Temporary Nightingale hospital in England to use Epic software

13 May 2020 (Last Updated May 13th, 2020 15:10)

Royal Devon and Exeter (RD&E) NHS Foundation Trust in England, UK is set to use Epic Electronic Patient Record (EPR) software at the Southwest Peninsula's new Nightingale temporary hospital for Covid-19 patients.

Temporary Nightingale hospital in England to use Epic software
Epic partnered with Cleveland Clinic in the US to develop and deploy a Covid-19 home monitoring programme. Credit: © Epic Systems Corporation.

Royal Devon and Exeter (RD&E) NHS Foundation Trust in England, UK is set to use Epic Electronic Patient Record (EPR) software at the Southwest Peninsula’s new Nightingale temporary hospital for Covid-19 patients.

Hospital managers can use Epic software for an overview of the number of patients currently in hospital and those expected to be transferred. This helps in monitoring and managing capacity.

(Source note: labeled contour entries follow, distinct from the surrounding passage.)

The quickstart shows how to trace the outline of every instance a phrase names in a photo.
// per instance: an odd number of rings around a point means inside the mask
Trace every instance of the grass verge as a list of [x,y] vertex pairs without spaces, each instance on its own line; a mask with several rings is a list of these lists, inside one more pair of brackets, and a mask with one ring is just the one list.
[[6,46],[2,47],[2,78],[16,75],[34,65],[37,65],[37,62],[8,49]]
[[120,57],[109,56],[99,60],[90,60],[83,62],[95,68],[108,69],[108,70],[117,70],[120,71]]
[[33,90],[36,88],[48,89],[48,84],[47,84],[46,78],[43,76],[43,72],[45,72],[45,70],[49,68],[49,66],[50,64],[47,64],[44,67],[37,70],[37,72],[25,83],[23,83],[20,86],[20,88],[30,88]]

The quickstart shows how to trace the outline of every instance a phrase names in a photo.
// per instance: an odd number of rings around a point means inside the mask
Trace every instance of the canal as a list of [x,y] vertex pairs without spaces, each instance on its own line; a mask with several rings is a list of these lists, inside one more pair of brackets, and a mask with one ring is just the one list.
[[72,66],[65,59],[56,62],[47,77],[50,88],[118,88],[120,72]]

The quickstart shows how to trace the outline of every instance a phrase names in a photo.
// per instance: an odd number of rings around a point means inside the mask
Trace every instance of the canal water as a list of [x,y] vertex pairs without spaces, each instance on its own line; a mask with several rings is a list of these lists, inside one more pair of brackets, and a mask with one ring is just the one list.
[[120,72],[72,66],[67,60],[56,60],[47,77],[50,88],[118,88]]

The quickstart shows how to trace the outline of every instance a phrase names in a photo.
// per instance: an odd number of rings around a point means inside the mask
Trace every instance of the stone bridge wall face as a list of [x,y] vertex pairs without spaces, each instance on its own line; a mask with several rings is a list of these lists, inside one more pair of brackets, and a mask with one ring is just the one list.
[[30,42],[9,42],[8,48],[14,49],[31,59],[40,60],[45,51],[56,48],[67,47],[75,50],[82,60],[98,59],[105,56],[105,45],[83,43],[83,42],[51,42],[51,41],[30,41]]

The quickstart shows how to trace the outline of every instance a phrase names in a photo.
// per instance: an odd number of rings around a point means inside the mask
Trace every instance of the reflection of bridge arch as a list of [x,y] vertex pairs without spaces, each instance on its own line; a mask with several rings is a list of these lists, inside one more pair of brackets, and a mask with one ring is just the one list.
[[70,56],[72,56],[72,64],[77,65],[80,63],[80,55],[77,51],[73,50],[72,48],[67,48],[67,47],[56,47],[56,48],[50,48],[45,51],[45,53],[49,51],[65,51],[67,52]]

In addition, the software provides clinical information, including respiratory rates, offering managers a clear overview of the severity of patients’ symptoms.

RD&E chief clinical information officer Chris Mulgrew said: “Clinicians and staff will use the software to see the patient’s isolation and infection status, recent vital signs, and allergy information from their phone or computer.”

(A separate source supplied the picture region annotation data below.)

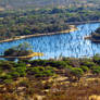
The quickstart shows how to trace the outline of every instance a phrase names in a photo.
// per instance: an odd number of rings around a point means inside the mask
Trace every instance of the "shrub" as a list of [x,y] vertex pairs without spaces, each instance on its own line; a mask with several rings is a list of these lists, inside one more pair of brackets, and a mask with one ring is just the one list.
[[73,67],[73,68],[71,68],[71,74],[72,74],[72,76],[75,76],[76,78],[79,79],[82,77],[82,75],[84,74],[84,71],[78,67]]
[[96,54],[96,55],[93,57],[93,61],[95,61],[95,63],[100,64],[100,55],[99,55],[99,54]]
[[27,70],[29,75],[35,75],[35,77],[43,77],[43,76],[51,76],[53,75],[53,68],[50,66],[43,67],[43,66],[36,66],[36,67],[29,67]]
[[12,78],[16,79],[17,77],[20,77],[20,73],[17,72],[10,72],[9,75],[12,76]]
[[93,66],[91,72],[96,75],[100,74],[100,66]]
[[87,66],[80,66],[80,68],[82,68],[84,72],[89,71],[89,68],[88,68]]

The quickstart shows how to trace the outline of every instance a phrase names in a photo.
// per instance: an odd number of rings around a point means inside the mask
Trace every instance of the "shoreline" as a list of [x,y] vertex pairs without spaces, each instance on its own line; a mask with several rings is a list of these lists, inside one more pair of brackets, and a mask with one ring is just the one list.
[[35,35],[18,36],[18,37],[15,37],[15,38],[0,40],[0,43],[2,43],[2,42],[9,42],[9,41],[14,41],[14,40],[20,40],[20,39],[25,39],[25,38],[30,38],[30,37],[67,34],[67,33],[77,30],[77,28],[75,27],[75,25],[70,25],[70,26],[71,26],[71,29],[66,29],[66,30],[62,30],[62,32],[55,32],[55,33],[46,33],[46,34],[35,34]]

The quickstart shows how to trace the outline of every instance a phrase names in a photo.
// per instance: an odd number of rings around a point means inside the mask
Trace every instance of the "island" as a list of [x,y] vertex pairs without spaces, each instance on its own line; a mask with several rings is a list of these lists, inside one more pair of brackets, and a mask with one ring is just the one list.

Clinicians and staff, including nurses, doctors, pharmacists, porters and housekeepers, can update the patient’s chart and send secure messages from their phones using the Epic software.

RD&E Transformation & OD director Tracey Cottam said: “All NHS Partner organisations across Devon and Cornwall as well as Epic played key roles in planning services for the Nightingale temporary hospital.”

Earlier this week, Epic partnered with Cleveland Clinic in the US to develop and deploy a Covid-19 home monitoring tool. The solution is currently available for other healthcare organisations across the country.

The technology was designed, built and launched in ten days, instead of the typical three months. The new monitoring tool is said to automate patient engagement and support existing processes to allow additional reach of clinicians.

It asks patients about their symptoms and if they have been getting better or worse, or staying the same. Patients having new or worsening symptoms will be reviewed by a clinician and those who do not need review will be given advise on management.